REDWOOD CITY, Calif. & HILDEN, Germany--(BUSINESS WIRE)--QIAGEN (NYSE: QGEN; Frankfurt Prime Standard: QIA) today announced that its decision-support software platform QIAGEN Clinical Insights (QCI) has been used to interpret more than three million patient molecular profiles for hereditary and oncological diseases to date. This milestone for the QCI portfolio of clinical software and professional services for the interpretation and reporting of variants from next-generation sequencing (NGS) testing underscores QIAGEN’s leadership position in precision medicine. The platform, incepted only seven years ago, is currently growing at 35% or 700,000 additional cases per annum, outperforming other commercial offerings by a factor 5 in terms of patient cases.
The QCI portfolio is an integrated, universal solution for secondary and tertiary analysis in molecular pathology, clinical genetics and translational research that can be used with any sequencing platform. Consisting of QCI Secondary Analysis, QCI Interpret and QCI Precision Insights, the portfolio streamlines NGS data analysis and variant interpretation, enabling users to go from raw NGS data to clinical report swiftly and confidently.

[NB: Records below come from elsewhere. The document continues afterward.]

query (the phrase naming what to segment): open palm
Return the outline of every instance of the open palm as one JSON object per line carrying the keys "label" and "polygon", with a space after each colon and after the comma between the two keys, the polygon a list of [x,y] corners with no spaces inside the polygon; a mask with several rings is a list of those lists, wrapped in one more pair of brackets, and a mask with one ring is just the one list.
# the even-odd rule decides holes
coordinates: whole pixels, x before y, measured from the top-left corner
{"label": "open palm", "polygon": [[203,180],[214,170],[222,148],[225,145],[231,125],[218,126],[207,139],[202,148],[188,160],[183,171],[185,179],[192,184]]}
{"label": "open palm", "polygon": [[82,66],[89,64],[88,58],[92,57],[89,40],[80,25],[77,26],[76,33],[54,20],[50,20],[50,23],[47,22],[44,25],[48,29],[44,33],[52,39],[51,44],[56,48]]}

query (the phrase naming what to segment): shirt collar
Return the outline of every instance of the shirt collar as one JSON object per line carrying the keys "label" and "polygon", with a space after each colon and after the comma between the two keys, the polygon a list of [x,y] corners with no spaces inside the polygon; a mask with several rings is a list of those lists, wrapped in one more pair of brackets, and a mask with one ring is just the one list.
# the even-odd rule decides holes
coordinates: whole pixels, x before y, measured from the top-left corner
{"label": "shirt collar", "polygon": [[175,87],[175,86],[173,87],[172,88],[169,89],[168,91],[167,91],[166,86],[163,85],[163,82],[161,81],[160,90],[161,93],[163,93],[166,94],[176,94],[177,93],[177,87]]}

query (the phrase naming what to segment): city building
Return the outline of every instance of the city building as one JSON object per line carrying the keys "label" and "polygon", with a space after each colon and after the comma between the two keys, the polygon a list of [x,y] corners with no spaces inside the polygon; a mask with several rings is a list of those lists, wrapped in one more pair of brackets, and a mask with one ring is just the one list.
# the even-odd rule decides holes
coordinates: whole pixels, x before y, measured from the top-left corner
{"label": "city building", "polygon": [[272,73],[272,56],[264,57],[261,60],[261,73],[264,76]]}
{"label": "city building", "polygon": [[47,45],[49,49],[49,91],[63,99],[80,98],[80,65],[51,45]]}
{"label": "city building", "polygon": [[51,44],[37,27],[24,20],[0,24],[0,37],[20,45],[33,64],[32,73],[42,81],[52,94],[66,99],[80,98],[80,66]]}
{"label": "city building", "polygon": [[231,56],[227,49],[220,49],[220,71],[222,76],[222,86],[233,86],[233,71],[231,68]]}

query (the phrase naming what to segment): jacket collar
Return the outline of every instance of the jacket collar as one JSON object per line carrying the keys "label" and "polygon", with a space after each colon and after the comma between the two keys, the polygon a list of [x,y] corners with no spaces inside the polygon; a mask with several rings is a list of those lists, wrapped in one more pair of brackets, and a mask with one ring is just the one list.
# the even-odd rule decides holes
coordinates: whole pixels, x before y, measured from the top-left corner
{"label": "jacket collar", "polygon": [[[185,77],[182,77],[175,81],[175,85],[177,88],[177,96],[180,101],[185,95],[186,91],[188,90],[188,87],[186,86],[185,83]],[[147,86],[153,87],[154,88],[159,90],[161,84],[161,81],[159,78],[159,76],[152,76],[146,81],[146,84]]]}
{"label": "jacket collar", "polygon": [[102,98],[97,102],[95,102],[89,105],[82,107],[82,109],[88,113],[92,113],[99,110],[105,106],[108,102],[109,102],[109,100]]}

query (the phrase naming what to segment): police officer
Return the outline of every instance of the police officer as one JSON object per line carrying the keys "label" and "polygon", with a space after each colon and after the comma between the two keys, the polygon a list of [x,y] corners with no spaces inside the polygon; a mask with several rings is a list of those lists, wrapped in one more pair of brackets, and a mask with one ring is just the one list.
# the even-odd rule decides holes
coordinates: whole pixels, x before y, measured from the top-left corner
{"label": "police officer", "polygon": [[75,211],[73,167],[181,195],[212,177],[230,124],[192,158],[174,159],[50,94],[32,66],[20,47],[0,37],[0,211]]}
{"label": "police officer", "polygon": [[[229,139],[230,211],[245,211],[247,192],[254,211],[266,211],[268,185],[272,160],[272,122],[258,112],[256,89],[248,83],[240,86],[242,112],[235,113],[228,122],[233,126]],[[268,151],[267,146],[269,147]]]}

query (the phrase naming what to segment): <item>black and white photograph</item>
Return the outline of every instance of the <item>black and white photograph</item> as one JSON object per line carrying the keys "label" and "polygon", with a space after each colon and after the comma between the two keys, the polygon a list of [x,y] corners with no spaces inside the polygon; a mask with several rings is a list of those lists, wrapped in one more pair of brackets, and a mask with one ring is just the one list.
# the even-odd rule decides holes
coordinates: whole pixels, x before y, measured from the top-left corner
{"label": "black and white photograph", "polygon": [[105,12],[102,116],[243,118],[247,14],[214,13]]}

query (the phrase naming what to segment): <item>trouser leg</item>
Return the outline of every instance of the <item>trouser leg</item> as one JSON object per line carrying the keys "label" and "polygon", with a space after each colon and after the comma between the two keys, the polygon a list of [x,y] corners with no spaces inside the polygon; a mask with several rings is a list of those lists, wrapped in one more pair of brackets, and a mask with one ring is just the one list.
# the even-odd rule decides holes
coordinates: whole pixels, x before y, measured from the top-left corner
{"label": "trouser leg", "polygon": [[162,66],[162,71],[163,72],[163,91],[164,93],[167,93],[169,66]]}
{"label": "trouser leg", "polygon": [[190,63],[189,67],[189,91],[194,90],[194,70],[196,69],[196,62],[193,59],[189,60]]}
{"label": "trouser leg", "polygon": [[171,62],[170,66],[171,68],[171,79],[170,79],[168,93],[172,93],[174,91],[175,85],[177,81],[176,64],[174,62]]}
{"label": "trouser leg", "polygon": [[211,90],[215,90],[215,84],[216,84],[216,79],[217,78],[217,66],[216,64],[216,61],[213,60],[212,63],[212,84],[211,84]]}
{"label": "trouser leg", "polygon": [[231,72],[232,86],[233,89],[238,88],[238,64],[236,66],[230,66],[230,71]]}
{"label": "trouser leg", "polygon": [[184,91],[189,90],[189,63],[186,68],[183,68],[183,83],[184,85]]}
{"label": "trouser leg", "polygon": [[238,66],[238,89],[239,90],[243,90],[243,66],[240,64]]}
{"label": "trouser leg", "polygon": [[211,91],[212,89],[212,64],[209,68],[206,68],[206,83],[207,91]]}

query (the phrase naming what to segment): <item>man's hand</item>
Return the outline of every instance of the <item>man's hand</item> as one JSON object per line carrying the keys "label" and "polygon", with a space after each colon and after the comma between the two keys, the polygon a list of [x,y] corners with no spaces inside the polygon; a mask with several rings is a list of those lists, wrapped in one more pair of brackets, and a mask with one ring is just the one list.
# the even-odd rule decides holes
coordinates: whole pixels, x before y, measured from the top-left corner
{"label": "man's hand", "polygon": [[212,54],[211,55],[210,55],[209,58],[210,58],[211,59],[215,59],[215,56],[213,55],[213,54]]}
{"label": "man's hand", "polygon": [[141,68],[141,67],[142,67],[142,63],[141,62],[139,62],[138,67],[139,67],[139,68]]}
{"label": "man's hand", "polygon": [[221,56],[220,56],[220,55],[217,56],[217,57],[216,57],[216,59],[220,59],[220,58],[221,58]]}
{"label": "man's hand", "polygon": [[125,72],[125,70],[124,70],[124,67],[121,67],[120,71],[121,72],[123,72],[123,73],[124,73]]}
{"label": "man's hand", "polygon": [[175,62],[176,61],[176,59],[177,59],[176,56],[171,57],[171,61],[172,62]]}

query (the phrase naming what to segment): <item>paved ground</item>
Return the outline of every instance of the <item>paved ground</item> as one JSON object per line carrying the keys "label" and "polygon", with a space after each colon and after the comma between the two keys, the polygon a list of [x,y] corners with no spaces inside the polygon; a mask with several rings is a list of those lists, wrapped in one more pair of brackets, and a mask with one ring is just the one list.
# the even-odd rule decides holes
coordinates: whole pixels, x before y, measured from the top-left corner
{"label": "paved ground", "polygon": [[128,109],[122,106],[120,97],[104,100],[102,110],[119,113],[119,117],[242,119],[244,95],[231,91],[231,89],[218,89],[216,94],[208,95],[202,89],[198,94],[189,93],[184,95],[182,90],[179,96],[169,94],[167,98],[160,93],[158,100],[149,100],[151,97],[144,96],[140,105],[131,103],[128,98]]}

“Surpassing three million patient cases reported using our QCI solution demonstrates how pervasive our bioinformatics solutions are becoming in the standard of care for patients. This is in line with our ambition to deliver on the promise of precision medicine,” says Executive VP of QIAGEN Digital Insights Jonathan Sheldon. “The cost and speed of NGS testing is no longer the barrier to uptake. It’s the downstream analysis, interpretation and quality reporting of the complex results that is becoming the bottleneck, which is where our QCI portfolio fits in. Labs can adopt and scale NGS with confidence with our NGS interpretation and reporting tools using our advanced augmented molecular intelligence (AMI), no matter which sequencing platform they use. Today over 200 scientific experts work alongside machines to efficiently curate, annotate and analyze complex clinical evidence essential for accurate and high-quality reporting. This focus on the human effort, review and certification is critical. It means our customers can trust the data and proceed with confidence with the most up-to-date information.”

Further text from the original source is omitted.